Os 18 municípios que integram o Conselho Metropolitano de Lisboa aprovaram, de forma unânime, mandatar a Comissão Executiva para a Criação da Empresa TML - Transportes Metropolitanos de Lisboa, que disponibilizará uma plataforma tecnológica de bilhética comum a todos os operadores de transportes e mobilidade e procurará expandir a oferta a novos mercados e canais de distribuição. 
Aprovaram, também, a criação da marca Carris Metropolitana de Lisboa para utilização exclusiva dos serviços públicos de transporte rodoviário de passageiros de âmbito municipal e intermunicipal da Área Metropolitana de Lisboa. 
Nesta reunião foi, ainda, definido o cofinanciamento do Sistema de Transportes pelos municípios delegantes e não delegantes das funções de Autoridade de Transportes na Área Metropolitana de Lisboa, num valor global de 31 milhões 225 mil euros, solicitando-se ao Governo a estabilização deste montante em instrumentos legislativos próprios, para 2020 e anos seguintes.
"O município de Palmela tem estado fortemente empenhado neste processo já que, pelas suas características próprias – a maior extensão da Área Metropolitana de Lisboa, com 465 quilómetros quadrados e povoamento disperso – tem sido dos mais penalizados com uma maior ausência de respostas de transportes e de respeito pelos níveis mínimos de cobertura", disse a autarquia em nota enviada à ADN-Agência de Notícias.
Espera-se, com este pacote de medidas, que implica um forte investimento dos municípios, "fortes vantagens para as populações, a nível económico e, a médio prazo, com um aumento da oferta de respostas, mas também, para os territórios, com ganhos ambientais e de ordenamento, por via da redução das viaturas nas cidades e nas estradas", conclui Álvaro Amaro, presidente da câmara de Palmela.

Autarquias de Lisboa e Setúbal investem 30 milhões 
O presidente da Área Metropolitana de Lisboa, Fernando Medina, anunciou a criação de uma empresa única de transportes em todos os concelhos, com a marca "Carris Metropolitana", que terá passes únicos com o custo máximo de 40 euros.

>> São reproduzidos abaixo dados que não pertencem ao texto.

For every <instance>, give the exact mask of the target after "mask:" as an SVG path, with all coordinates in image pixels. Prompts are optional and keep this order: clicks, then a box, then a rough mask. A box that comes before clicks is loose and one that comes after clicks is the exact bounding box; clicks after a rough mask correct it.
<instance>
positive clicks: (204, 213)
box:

O passe deverá funcionar em todos os meios de transporte da Área Metropolitana de Lisboa. As crianças até aos 12 anos não pagam transporte e, por família, o pagamento total máximo é de 80 euros (dois passes sociais). Dentro do município de Lisboa, os passes vão custar um máximo de 30 euros. 

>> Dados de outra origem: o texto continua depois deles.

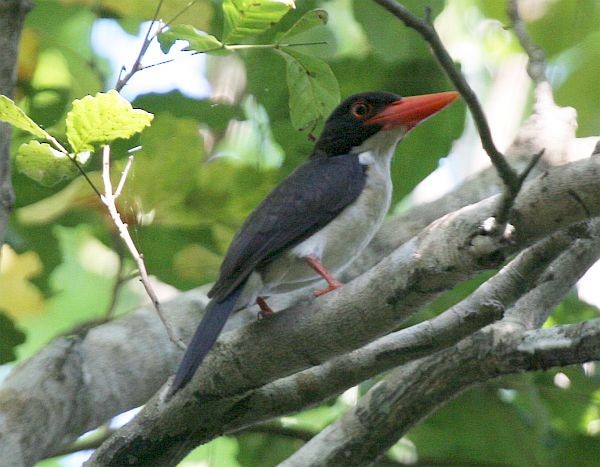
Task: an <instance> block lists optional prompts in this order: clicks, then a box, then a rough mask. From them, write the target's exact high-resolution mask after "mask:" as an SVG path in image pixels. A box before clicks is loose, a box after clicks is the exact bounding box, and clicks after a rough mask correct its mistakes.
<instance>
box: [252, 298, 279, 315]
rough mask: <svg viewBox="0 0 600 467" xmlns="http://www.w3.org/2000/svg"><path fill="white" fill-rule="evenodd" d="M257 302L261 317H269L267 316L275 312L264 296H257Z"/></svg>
mask: <svg viewBox="0 0 600 467" xmlns="http://www.w3.org/2000/svg"><path fill="white" fill-rule="evenodd" d="M256 304H257V305H258V307H259V308H260V311H259V312H258V314H259V316H260V317H261V318H267V317H269V316H271V315H272V314H273V313H275V312H274V311H273V309H272V308H271V307H270V306H269V304H268V303H267V301H266V300H265V299H264V298H262V297H256Z"/></svg>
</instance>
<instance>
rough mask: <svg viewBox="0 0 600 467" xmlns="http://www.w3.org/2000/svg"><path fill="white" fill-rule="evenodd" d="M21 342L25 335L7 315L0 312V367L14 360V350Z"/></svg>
mask: <svg viewBox="0 0 600 467" xmlns="http://www.w3.org/2000/svg"><path fill="white" fill-rule="evenodd" d="M23 342H25V334H24V333H23V332H22V331H21V330H20V329H19V328H17V327H16V326H15V323H14V322H13V321H12V320H11V319H10V318H9V317H8V316H7V315H5V314H4V313H2V312H0V365H3V364H4V363H8V362H12V361H13V360H15V359H16V358H17V355H16V353H15V348H16V347H17V346H18V345H19V344H22V343H23Z"/></svg>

A partir do início de 2019, a Área Metropolitana de Lisboa vai abrir concursos em lotes para que os operadores privados possam concorrer a operar em determinadas zonas, mas terão de o fazer sob a marca "Carris Metropolitana".
"As referências dos autocarros são únicas, mas depois as empresas operadoras poderão ser diferentes", explicou Fernando Medina.

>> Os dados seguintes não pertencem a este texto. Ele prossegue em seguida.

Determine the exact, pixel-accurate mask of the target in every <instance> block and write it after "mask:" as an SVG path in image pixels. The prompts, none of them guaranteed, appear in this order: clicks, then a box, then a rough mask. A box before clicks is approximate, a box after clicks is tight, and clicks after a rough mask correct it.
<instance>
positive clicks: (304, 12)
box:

Nos próximos meses, segundo Fernando Medina, decorrerão negociações para que o novo sistema abranja operadores como a CP e a Fertagus.
Fernando Medina destacou que estas medidas hoje aprovadas "por unanimidade e aclamação" pelos 18 presidentes das câmaras da Área Metropolitana de Lisboa foram permitidas pela proposta do Orçamento do Estado para 2019, apresentada na segunda-feira passada.
Na proposta do orçamento de estado, o Governo propõe-se financiar a progressiva redução do preço dos passes dos transportes públicos em todo o país com 83 milhões de euros.
O relatório da proposta de lei do orçamento explica que, desse valor, “será destinado, num mínimo de 60 por cento, a aplicar à redução dos tarifários aplicados, nomeadamente a redução do preço dos passes, a criação de passes família e a gratuitidade do transporte para menores de 12 anos, devendo a parte remanescente ser destinada à melhoria da oferta e à extensão da rede pública”.
Fernando Medina estimou que, para as áreas Metropolitanas (Lisboa e Porto), “a transferência do Governo deve andar na casa dos 50 milhões de euros”.
De acordo com Medina, os concelhos da Área Metropolitana de Lisboa acordaram investir 30 milhões na melhoria do sistema de transportes, distribuídos ponderadamente consoante critérios, como o número de população, a área e as necessidades.
O autarca considerou que as medidas aprovadas são "históricas", "inéditas", e agradeceu ao Governo pela "medida revolucionária" para a mobilidade da Área Metropolitana de Lisboa.
A Área Metropolitana de Lisboa é composta pelos concelhos de Alcochete, Almada, Amadora, Barreiro, Cascais, Lisboa, Loures, Mafra, Moita, Montijo, Odivelas, Oeiras, Palmela, Seixal, Sesimbra, Setúbal, Sintra e Vila Franca de Xira.